Молодое поколение только по рассказам да книгам знает о минувшей войне. Но есть еще миллионы людей, на глазах которых прошли эти страшные годы. Они ничего не забыли. Их жизнь — это грозное предупреждение тем, кто в безудержном безумстве своем не насытился еще людской кровью, кто хочет, чтоб в мирную жизнь человечества снова ворвались орудийные залпы, грохот рушащихся зданий, предсмертные вопли женщин, стариков и детей.
Советские писатели находятся на переднем крае всемирной борьбы за мир. Может быть поэтому так часто обращаются они вновь и вновь, к военной тематике, обращаются не для того, чтобы разжечь в людях страсть к сражениям, а для того, чтоб напомнить всем, что такое война, сколько горестей и мук несет она, сколько мужества и геройства было и есть в советских людях, которые воевали и воюют за мир.
Но есть еще немало белых, загадочных страниц в нашей военной истории, есть немало героев, имена которых только сейчас становятся известными современникам и навечно останутся в памяти поколений. Особенными должниками чувствуем мы себя перед теми, чьи имена скрыла безвестность их героической гибели в фашистских застенках, лагерях смерти. Они честно боролись и честно умирали и достойны того, чтоб о них с благодарностью вспомнили потомки. В трудных условиях приходилось им жить, но они умели побеждать трудности. Советские люди работали на немецких военных заводах, они организовывали подпольные группы, группы сопротивления — боролись и умирали.
В документальной повести известного французского ученого, героя Сопротивления Жана Бержье, есть интересный эпизод: «У немцев работал один видный русский инженер, старик-эмигрант.
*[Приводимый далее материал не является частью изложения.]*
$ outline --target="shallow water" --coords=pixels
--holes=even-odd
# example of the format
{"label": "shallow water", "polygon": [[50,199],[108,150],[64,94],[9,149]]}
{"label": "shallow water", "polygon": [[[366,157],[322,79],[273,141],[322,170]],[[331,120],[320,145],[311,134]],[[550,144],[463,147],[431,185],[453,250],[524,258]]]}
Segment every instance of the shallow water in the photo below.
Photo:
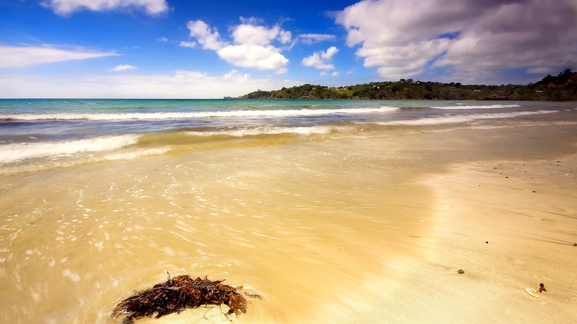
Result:
{"label": "shallow water", "polygon": [[[112,101],[100,104],[120,104]],[[294,111],[292,101],[301,103],[179,106],[234,112],[202,117],[206,127],[190,115],[47,120],[48,104],[33,111],[9,103],[0,128],[0,318],[113,323],[116,303],[165,280],[166,270],[261,295],[242,322],[334,322],[433,247],[426,174],[542,157],[577,135],[571,103],[391,110],[400,105],[319,100],[304,103],[314,114],[234,115],[249,104]],[[342,112],[358,108],[380,110]]]}

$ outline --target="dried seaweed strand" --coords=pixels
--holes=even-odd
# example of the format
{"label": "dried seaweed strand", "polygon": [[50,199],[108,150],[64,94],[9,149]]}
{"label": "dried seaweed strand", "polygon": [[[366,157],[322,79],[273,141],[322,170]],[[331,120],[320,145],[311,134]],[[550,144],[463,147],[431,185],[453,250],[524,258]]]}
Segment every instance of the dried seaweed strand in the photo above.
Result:
{"label": "dried seaweed strand", "polygon": [[141,291],[118,303],[112,311],[115,319],[122,314],[129,314],[123,324],[132,324],[135,319],[156,318],[173,312],[179,313],[186,308],[197,308],[203,305],[224,304],[230,309],[228,314],[237,315],[246,312],[248,302],[238,290],[221,282],[211,281],[205,277],[192,279],[189,276],[179,276],[152,288]]}

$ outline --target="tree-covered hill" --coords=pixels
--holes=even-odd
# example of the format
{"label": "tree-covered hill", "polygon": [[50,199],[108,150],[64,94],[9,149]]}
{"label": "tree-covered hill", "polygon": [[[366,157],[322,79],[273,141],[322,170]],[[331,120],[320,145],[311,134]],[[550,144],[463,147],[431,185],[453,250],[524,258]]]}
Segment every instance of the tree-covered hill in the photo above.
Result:
{"label": "tree-covered hill", "polygon": [[522,85],[463,85],[400,79],[329,88],[304,84],[280,90],[257,90],[244,99],[413,99],[488,100],[577,100],[577,72],[565,69],[557,76]]}

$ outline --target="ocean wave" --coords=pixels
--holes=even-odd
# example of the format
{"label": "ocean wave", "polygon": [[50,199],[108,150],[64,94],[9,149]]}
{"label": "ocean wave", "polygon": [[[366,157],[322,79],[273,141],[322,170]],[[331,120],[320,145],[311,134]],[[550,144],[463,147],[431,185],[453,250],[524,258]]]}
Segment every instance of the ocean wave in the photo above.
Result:
{"label": "ocean wave", "polygon": [[212,131],[188,131],[187,134],[196,136],[228,135],[234,137],[256,136],[259,135],[274,135],[281,134],[297,134],[308,135],[314,134],[344,133],[353,130],[351,126],[321,125],[301,127],[261,127],[253,129],[219,130]]}
{"label": "ocean wave", "polygon": [[515,108],[521,106],[518,104],[492,104],[487,106],[433,106],[431,108],[434,109],[492,109],[494,108]]}
{"label": "ocean wave", "polygon": [[113,150],[136,144],[138,135],[101,136],[61,142],[39,142],[0,145],[0,163],[31,157],[48,157]]}
{"label": "ocean wave", "polygon": [[392,120],[390,122],[379,122],[374,123],[380,125],[387,126],[420,126],[437,125],[441,124],[450,124],[455,123],[464,123],[472,122],[478,119],[493,119],[497,118],[512,118],[520,116],[530,115],[538,115],[541,114],[551,114],[559,112],[559,110],[538,110],[537,111],[519,111],[518,112],[504,112],[502,114],[479,114],[477,115],[457,115],[455,116],[444,116],[442,117],[426,117],[418,119],[406,120]]}
{"label": "ocean wave", "polygon": [[117,114],[3,114],[0,120],[115,120],[127,119],[166,119],[207,117],[282,117],[334,114],[366,114],[399,110],[397,107],[306,109],[286,110],[233,110],[194,112],[134,112]]}

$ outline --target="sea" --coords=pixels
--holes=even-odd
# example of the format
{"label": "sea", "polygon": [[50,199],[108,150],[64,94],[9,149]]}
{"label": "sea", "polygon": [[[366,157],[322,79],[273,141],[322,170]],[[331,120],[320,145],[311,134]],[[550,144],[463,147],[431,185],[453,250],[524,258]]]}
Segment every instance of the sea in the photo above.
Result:
{"label": "sea", "polygon": [[345,322],[434,253],[424,179],[576,137],[574,102],[0,99],[0,321],[188,274],[260,296],[239,323]]}

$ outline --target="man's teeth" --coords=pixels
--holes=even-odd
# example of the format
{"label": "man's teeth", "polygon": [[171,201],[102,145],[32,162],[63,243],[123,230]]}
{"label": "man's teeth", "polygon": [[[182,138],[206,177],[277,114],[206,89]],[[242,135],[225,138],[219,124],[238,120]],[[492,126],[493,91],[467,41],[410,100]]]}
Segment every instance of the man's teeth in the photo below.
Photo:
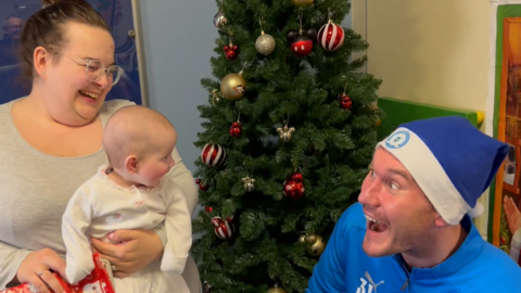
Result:
{"label": "man's teeth", "polygon": [[369,217],[368,215],[366,215],[366,219],[367,219],[367,220],[370,220],[370,221],[372,221],[372,222],[379,222],[377,219],[371,218],[371,217]]}
{"label": "man's teeth", "polygon": [[89,98],[92,98],[92,99],[98,99],[98,97],[99,97],[98,93],[93,93],[93,92],[85,91],[85,90],[80,90],[79,93],[81,93],[84,95],[87,95]]}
В июне 1941 года он начал снабжать нас материалами исключительной ценности. От него мы узнали, что на острове Пеенемюнде создан мощный немецкий научно-исследовательский центр и что этот центр занят „доводкой“ нескольких видов нового и чрезвычайно опасного оружия». Это свидетельство открывает еще одну почти совсем неизвестную страницу в истории второй мировой войны и Сопротивления — сотрудничество русского ученого с французскими патриотами. У Жана Бержье речь идет о русском ученом-эмигранте.
Автор повести «Не склонив головы» Вл. Калачев в основу своего произведения положил близкую по смыслу, но несколько иную ситуацию. Один из героев повествования — советский ученый-физик профессор Органов попадает в плен к фашистам. Работая во вражеском тылу, в научно-исследовательской лаборатории, он тесно связан с участниками лагерного подполья и помогает героям-патриотам осуществлять сложные и опасные диверсии.